Most of the literature available on cognitive diversity is in articles, newspapers and blogs. Moreover, most of the literature on diversity talks about gender diversity. The purpose of this paper is to understand and explore ‘cognitive diversity’ which is of great importance and relevance for the organizations and to put forth the nature and importance of cognitive diversity, which cannot be seen prima facie, but is very vital for organizational success. Cognitive diversity means having a combination of employees with different ways of thinking, understanding, interpreting, analysing, varied skill sets and diverse viewpoints in the organization. It is observed that organizations have started understanding the importance of diversity as far as qualification, gender, age, experience is concerned. However, despite of all these diversities, the teams may still be homogeneous in their approach if there is no cognitive diversity. Organizations have started taking cognizance of the fact that cognitive diversity encourages and enables creativity, innovation and divergent thinking.

A study conducted by Tata Communications (Goldberg & Kumar, 2018) revealed that 81% of the respondents indicated that demographic diversity in the workplace is important or very important and 90% of the respondents believed that cognitive diversity is essential for management. Further, the respondents also agreed that it is vital to increase cognitive diversity in teams. The study also hinted that in years to come, artificial intelligence could help CEOs gather teams with cognitive diversity. Literature suggests that ‘Human Capital’ is also an industry (Neal, 1995). If the organizations have to make optimum use of this resource, they must pay special attention to diversity. Diversity is the long term element in the success and sustainability of organizations. It would be highly beneficial for organizations to team people who think differently in order to solve problems with newer approach and innovative ways.

Key Terms in this Chapter

Cognitive Style: The unique way in which an individual acquires, accumulates, retrieves, processes and transforms the information.

Innovation: Implementing ideas generated as an outcome of creativity to create value and translate them into reality.

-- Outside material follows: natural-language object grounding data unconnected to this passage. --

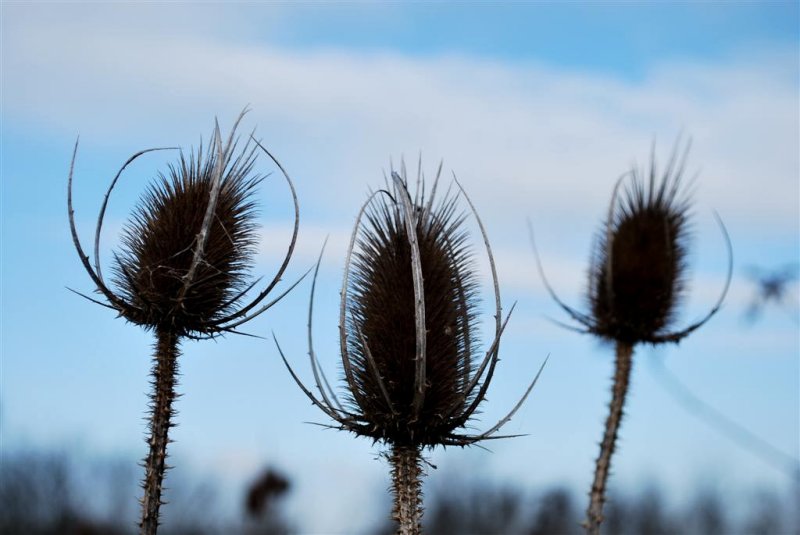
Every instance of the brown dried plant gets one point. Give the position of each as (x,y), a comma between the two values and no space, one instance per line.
(636,280)
(183,269)
(407,325)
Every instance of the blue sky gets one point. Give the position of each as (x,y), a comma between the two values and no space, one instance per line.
(537,108)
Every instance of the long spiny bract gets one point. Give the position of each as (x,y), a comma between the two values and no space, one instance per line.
(382,314)
(407,328)
(636,281)
(186,254)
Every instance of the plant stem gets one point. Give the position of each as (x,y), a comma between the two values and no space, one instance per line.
(597,496)
(165,371)
(407,487)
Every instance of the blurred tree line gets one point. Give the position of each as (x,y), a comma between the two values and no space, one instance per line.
(45,493)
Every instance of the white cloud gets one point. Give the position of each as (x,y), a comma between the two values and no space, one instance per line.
(524,138)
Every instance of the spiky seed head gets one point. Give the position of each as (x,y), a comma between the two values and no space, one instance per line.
(638,267)
(153,271)
(382,312)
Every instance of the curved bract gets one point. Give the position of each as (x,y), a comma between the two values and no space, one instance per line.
(183,271)
(408,324)
(188,248)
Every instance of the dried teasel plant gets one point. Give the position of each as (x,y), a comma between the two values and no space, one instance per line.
(408,337)
(183,269)
(636,281)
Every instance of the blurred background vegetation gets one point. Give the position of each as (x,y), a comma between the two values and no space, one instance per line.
(55,492)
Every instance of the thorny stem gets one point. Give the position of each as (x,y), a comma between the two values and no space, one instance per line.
(165,370)
(407,488)
(622,373)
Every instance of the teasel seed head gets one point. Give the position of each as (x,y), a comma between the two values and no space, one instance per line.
(408,323)
(637,277)
(153,270)
(187,250)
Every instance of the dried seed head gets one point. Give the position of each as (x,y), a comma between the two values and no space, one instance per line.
(383,319)
(167,273)
(637,274)
(407,323)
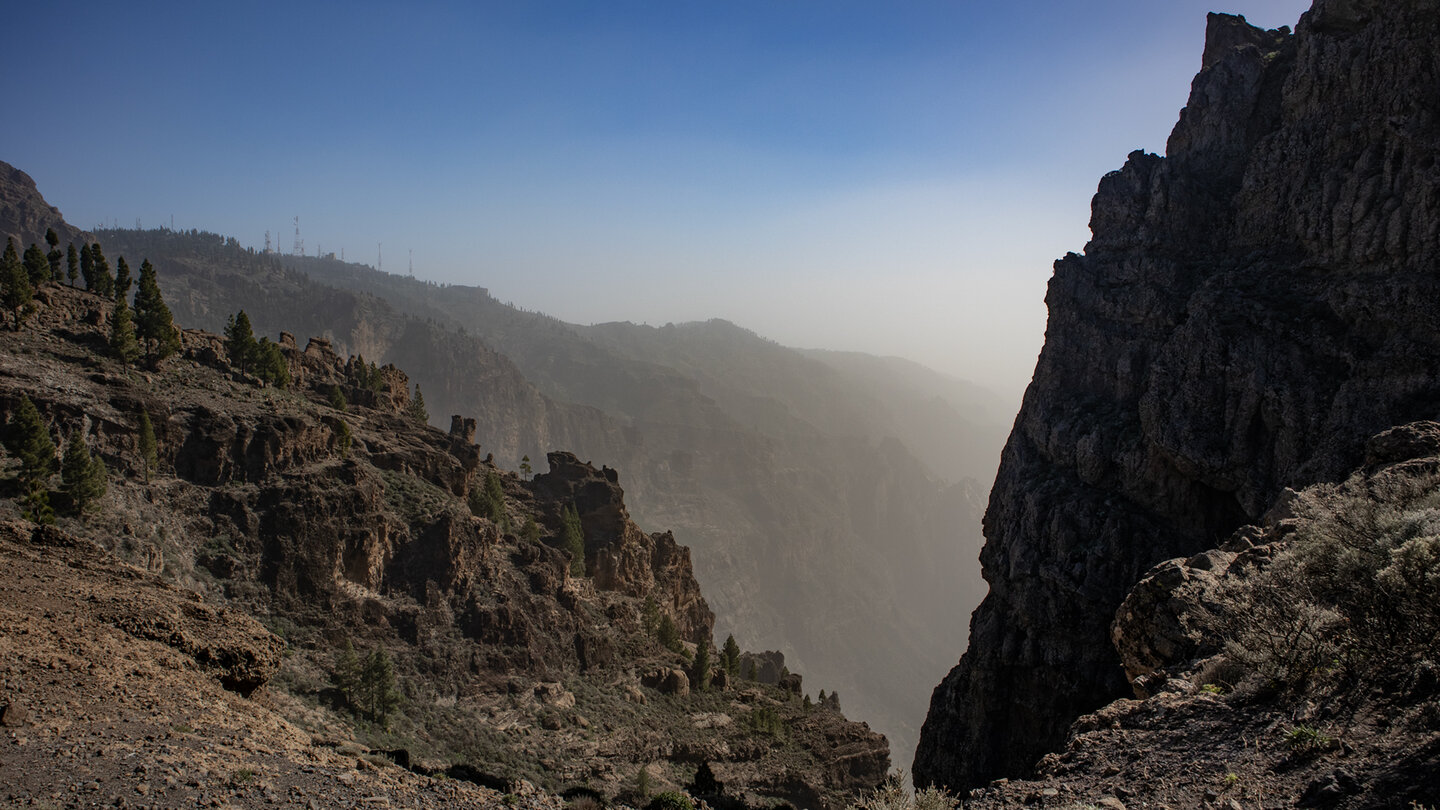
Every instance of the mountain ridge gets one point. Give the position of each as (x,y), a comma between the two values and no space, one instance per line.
(1249,312)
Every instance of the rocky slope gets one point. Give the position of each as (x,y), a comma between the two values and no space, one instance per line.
(1269,676)
(1252,307)
(811,500)
(356,526)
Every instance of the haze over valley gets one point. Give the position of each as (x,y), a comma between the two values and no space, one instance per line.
(779,405)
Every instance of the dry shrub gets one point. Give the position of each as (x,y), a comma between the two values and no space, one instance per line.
(1351,595)
(893,794)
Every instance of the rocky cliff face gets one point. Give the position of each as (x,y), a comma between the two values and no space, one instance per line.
(814,523)
(1252,307)
(357,523)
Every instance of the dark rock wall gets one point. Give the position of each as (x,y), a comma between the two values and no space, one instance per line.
(1250,309)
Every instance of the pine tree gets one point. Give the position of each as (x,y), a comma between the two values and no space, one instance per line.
(36,267)
(154,326)
(667,633)
(29,441)
(104,281)
(15,284)
(530,531)
(416,408)
(121,278)
(572,539)
(378,689)
(343,437)
(149,456)
(347,675)
(54,255)
(88,267)
(123,343)
(732,656)
(271,363)
(72,263)
(82,474)
(702,666)
(239,340)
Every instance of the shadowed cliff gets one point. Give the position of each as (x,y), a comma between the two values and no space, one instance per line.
(1252,307)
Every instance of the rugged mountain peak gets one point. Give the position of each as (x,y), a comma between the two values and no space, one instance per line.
(352,526)
(1252,307)
(25,214)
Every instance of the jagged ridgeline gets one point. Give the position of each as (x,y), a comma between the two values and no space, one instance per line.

Teamwork: Group of people coming together to achieve a common goal.

Problem Solving: The mental process of analysing a complex problem and coming up with solutions.

Creativity: Refers to the mental ability of imagining, originality in thinking and coming up with new ideas.

Invisible Diversity: Refers to those aspects of diversity that cannot be easily seen or recognized and are less outwardly apparent e.g., values, cognitive skills, abilities, beliefs, attitudes, personality traits, etc.

Cognitive Diversity: Diversity exhibited by individuals in terms of thinking and perceiving, processing and analysing and coming up with diverse ideas.

Visible Diversity: Refers to those aspects of diversity that can be easily seen or recognized e.g., age, qualification, race, experience, language, etc.

Groupthink: A psychological phenomenon wherein the group members conform to the majority opinion with an intention to maintain group harmony, rather than asserting their own opinions.

Diversity: Differences among individuals working in the organization on account of region, religion, skills, language, qualifications and many such differences.